Wenn sie an diesem Abend ihren Nachtdienst antrete, werde sie sich nicht „sicherer“ als am Tag zuvor fühlen, sagt Boukorza beim Abschied. „Aber vielleicht ein wenig glücklicher!“

>>> INFO: Vereinzelte Impfungen schon zuvor

Tatsächlich sind schon vor dem offiziellen Start der flächendeckenden Impf-Aktion in NRW-Kliniken sind einzelne Pflegekräfte und Ärzte geimpft wurden – mit Ampullen, die in Altenheimen nicht benötigt wurden und sonst hätten weggeworfen werden müssen.

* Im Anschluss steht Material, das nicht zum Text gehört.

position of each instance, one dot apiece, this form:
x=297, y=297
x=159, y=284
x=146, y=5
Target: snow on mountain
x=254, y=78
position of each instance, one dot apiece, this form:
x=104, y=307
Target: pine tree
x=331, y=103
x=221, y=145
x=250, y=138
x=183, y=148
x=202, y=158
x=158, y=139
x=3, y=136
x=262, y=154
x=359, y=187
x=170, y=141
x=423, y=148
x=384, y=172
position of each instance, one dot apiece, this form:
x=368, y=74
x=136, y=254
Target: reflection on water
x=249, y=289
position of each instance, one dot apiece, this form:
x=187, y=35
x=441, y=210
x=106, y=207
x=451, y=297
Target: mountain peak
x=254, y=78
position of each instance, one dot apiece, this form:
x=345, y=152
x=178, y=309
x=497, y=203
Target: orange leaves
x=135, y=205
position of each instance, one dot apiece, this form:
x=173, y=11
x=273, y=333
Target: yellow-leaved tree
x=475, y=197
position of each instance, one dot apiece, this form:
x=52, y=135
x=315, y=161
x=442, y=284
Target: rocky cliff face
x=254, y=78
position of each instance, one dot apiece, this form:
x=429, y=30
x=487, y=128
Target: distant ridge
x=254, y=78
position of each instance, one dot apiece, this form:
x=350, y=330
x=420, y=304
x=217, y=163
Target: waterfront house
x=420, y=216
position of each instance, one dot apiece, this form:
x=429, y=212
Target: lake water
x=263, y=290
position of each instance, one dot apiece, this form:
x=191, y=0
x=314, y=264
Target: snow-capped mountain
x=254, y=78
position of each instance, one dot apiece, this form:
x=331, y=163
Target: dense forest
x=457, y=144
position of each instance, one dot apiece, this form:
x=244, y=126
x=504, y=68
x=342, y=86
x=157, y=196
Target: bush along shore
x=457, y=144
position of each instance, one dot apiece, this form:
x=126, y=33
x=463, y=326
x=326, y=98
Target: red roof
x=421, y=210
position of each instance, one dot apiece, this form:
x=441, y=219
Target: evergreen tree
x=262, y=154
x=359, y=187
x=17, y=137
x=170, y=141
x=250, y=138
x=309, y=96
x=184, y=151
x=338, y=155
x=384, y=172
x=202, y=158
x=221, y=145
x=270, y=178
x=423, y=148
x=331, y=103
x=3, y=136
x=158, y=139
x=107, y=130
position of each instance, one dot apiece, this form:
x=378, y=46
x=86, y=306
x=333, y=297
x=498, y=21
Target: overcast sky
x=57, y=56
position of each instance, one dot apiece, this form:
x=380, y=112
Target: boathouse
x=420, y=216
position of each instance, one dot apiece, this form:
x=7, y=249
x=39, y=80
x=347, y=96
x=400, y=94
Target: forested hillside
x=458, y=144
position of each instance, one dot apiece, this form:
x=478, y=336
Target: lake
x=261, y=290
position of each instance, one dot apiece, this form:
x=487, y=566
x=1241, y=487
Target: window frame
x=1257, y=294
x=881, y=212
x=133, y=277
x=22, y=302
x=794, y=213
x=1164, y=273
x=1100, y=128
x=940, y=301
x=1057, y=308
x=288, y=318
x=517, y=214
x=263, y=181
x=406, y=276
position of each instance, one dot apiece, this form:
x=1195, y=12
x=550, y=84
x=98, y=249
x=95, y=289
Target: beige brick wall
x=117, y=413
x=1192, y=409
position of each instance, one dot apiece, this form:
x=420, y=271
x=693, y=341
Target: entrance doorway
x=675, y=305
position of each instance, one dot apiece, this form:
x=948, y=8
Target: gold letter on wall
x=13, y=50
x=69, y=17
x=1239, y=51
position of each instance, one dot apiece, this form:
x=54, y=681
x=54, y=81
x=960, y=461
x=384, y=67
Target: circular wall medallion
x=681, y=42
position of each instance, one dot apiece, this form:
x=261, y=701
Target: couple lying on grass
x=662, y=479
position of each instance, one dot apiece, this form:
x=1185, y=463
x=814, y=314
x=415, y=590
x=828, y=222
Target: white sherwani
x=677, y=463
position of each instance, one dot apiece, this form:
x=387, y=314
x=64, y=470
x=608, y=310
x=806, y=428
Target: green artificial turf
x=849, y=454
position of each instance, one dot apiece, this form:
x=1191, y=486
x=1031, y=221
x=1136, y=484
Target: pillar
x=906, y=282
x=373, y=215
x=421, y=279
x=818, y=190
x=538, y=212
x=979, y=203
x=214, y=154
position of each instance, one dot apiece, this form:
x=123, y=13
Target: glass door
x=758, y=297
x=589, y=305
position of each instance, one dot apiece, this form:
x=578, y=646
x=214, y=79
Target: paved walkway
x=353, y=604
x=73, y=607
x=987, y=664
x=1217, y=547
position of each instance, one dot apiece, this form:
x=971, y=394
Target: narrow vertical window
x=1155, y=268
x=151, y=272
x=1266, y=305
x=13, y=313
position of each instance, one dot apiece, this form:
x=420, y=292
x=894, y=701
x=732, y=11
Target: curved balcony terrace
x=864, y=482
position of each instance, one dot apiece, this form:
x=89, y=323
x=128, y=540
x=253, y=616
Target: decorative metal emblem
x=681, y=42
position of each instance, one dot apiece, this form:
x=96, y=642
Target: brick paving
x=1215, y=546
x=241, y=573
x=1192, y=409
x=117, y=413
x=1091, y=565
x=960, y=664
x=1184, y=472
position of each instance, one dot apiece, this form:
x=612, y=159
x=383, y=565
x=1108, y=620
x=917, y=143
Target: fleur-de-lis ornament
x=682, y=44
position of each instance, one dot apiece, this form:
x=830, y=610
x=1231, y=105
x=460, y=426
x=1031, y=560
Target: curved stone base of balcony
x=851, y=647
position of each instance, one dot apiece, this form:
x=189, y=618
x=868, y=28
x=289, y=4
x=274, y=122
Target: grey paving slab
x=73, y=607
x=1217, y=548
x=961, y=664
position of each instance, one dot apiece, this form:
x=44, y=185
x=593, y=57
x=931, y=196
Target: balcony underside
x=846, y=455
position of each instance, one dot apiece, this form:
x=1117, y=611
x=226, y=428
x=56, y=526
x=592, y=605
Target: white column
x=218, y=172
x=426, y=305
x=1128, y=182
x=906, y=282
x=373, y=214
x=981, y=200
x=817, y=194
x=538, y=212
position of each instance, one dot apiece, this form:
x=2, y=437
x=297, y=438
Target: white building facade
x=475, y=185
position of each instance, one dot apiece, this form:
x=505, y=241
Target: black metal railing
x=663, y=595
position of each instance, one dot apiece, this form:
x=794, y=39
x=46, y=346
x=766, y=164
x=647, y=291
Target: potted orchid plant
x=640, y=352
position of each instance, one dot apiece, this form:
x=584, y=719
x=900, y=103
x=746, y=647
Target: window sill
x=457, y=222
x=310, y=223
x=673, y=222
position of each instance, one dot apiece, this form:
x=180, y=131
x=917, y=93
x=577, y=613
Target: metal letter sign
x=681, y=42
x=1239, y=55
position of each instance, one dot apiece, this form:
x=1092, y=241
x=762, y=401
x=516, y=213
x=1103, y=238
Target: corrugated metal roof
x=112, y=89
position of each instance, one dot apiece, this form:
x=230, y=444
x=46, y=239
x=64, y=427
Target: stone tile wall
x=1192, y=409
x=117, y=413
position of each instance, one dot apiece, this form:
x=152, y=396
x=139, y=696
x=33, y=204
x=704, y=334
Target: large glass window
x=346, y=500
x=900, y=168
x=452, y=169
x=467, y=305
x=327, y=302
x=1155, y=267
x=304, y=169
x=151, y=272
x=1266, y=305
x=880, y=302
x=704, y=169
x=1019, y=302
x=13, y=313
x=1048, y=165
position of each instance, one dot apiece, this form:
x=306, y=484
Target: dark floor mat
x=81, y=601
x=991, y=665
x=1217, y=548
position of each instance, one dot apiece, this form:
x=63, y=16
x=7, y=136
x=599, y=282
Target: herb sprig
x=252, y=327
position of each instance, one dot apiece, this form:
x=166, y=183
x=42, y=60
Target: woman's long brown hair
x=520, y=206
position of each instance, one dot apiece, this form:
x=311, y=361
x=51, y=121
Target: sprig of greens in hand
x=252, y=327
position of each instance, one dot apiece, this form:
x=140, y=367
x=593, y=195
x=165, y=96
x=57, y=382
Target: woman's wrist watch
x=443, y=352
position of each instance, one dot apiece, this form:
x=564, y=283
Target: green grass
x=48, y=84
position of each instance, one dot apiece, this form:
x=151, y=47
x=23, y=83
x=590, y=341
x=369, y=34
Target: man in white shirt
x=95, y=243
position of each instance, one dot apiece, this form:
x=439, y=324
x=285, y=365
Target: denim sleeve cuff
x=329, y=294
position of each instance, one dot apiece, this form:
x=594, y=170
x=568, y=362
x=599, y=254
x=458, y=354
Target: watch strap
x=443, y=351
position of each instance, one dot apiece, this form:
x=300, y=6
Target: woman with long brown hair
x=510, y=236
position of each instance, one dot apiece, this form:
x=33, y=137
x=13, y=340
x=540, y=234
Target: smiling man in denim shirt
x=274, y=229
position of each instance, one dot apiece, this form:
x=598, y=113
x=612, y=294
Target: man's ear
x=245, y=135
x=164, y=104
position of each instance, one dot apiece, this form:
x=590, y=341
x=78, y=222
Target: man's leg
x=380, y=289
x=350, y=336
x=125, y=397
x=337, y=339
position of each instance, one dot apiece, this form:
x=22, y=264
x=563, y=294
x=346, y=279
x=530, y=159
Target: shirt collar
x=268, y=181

Im Bochumer St. Josef-Hospital erhielten bereits 121 Mitarbeiter aus Hoch-Risiko-Bereichen ihre Impfungen, die Intensivschwester Aneta Wojciuszkiewicz als vermutlich erste des Landes ihre am 30. Dezember – „ein historisches Ereignis für die Klinik“, so Sprecher Jürgen Frech.